Regular follow-up with a healthcare provider ensures appropriate duration of therapy and early detection of adverse effects.

Storage and Handling

  • Store tablets at room temperature (20-25 °C), protected from moisture and direct sunlight.
  • Keep the container tightly closed and out of reach of children.
  • Do not use tablets past the expiration date printed on the packaging.

If a tablet becomes discolored, crumbles, or emits an unusual odor, discard it according to local pharmacy waste guidelines.

Medication-Specific Glossary

Macrolide
A class of antibiotics characterized by a large lactone ring; includes erythromycin, azithromycin, and clarithromycin.
QT Interval
The portion of an electrocardiogram that represents ventricular depolarization and repolarization; prolongation can predispose to life-threatening arrhythmias.
CYP3A4
A key enzyme in the liver that metabolizes many drugs; inhibition by erythromycin can increase levels of co-administered medications.
Hepatotoxicity
Chemical-induced liver injury; manifested by elevated liver enzymes, jaundice, or hepatic failure.
Motilin Receptor Agonist
A compound that stimulates gastric motility by activating motilin receptors; low-dose erythromycin exerts this effect, aiding gastroparesis management.

Medical Disclaimer

This article provides educational information about erythromycin and is not a substitute for professional medical advice. Treatment decisions, including use for unapproved indications, must be made under the guidance of a qualified healthcare provider. The content is intended for informational purposes and does not constitute medical recommendations. Always consult a physician before starting, stopping, or changing any medication regimen.

Erythromycin FAQ

Can I take erythromycin with other antibiotics?

Erythromycin may be combined with other antibiotics if the infection involves mixed bacterial flora, but clinicians often avoid concurrent macrolides and drugs that share the same metabolic pathways to reduce interaction risk.

What should I do if I develop a rash while on erythromycin?

A mild rash is common and may resolve without stopping the medication, but any sign of severe skin reaction (e.g., blistering, swelling) should prompt immediate medical evaluation.

Does erythromycin affect birth control pills?

Erythromycin has a modest effect on the metabolism of hormonal contraceptives; backup contraception is advisable during treatment and for a few days after completion.

How long does a typical course of erythromycin last?

Most infections are treated for 7-14 days, depending on the type and severity; the prescribing clinician determines the exact duration.

Is erythromycin safe for people with a history of heart rhythm problems?

Patients with known QT prolongation should use erythromycin with caution and under ECG monitoring; alternatives may be preferred when risk is high.

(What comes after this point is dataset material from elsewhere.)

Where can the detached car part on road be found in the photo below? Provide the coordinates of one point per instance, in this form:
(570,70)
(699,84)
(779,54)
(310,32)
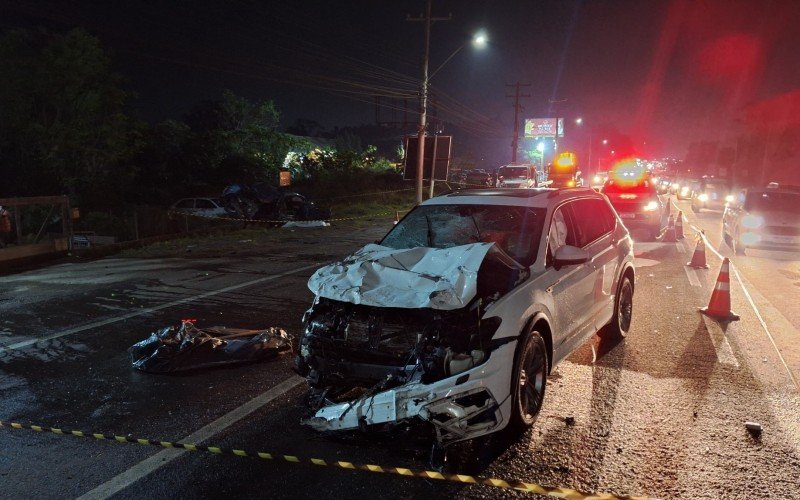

Can I travel with erythromycin tablets in my carry-on luggage?

Yes, but keep the medication in its original labeled container, carry a copy of the prescription, and declare it if required by airport security.

Do I need to avoid certain foods while taking erythromycin?

There are no specific food restrictions, though taking the tablet with food can lessen gastrointestinal irritation.

What is the difference between erythromycin base and erythromycin estolate?

Erythromycin base is the traditional formulation; erythromycin estolate is a more soluble salt used in some oral solutions, offering improved absorption but similar therapeutic effects.

Are there generic versions of erythromycin available in Hong Kong?

Yes, several pharmaceutical companies market generic erythromycin tablets in the 250 mg and 500 mg strengths, all requiring a prescription.

How is erythromycin disposed of safely?

Unused tablets should be returned to a pharmacy or disposed of following the Hong Kong Environmental Protection Department’s guidelines for pharmaceutical waste, avoiding flushing or throwing them in regular trash.